Тоскливый рев сирен продолжался. Унылый, нарастающий, выматывающий душу звук. К нему примешались мерный рокот моторов, торопливое и уверенное хлопанье зениток.

Палата уже опустела. В дверь заглянула сестра. Широкая, в длинном халате, подчеркивающем могучие контуры ее тела.

— Это что еще за собрание? Все в скалу! Посетителям сейчас здесь вообще не положено... Дежурный врач разрешил? А он вам разрешил во время тревог в убежище не идти?

— Разрешил, — с апломбом сказал Зайцев. — А вы, сестрица присядьте с нами. Мы здесь до отбоя. Никому не помешаем. Шоколадку? А может быть, папироску? Или вы тоже в скалу?

— Мне в скалу нельзя, — угрюмо сказала сестра. — Я дежурная по этажу.

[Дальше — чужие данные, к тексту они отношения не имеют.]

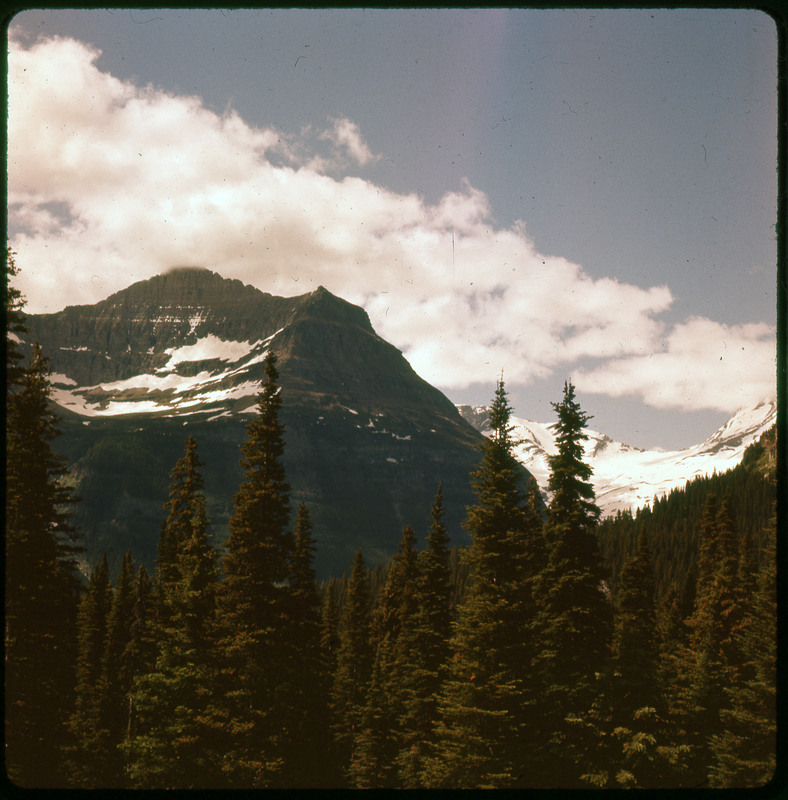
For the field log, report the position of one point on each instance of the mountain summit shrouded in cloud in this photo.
(110, 181)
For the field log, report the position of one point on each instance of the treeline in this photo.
(672, 522)
(515, 668)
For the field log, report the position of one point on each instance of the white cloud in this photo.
(346, 134)
(701, 364)
(111, 183)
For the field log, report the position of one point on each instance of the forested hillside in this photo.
(671, 524)
(554, 651)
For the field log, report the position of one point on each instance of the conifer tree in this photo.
(41, 590)
(252, 609)
(87, 721)
(715, 660)
(308, 752)
(115, 680)
(649, 758)
(745, 750)
(186, 485)
(354, 664)
(575, 617)
(425, 652)
(171, 746)
(371, 765)
(329, 629)
(485, 705)
(392, 627)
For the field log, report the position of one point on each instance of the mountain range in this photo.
(367, 441)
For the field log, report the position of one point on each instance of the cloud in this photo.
(346, 134)
(701, 364)
(110, 183)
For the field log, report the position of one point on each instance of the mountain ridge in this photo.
(367, 441)
(626, 477)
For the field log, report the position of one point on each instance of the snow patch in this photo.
(206, 349)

А вот если вы не уйдете, — честное краснофлотское, вызову дежурного врача, заработаете губу за неподчинение приказам.

— Это вы в своем праве, сестрица, — галантно произнес Зайцев. — А с другой стороны, возникает вопрос... Да вы присядьте, обсудим, как боевые друзья...

— Вот пойду и доложу дежурному врачу, — сказала сестра, исчезая в дверях.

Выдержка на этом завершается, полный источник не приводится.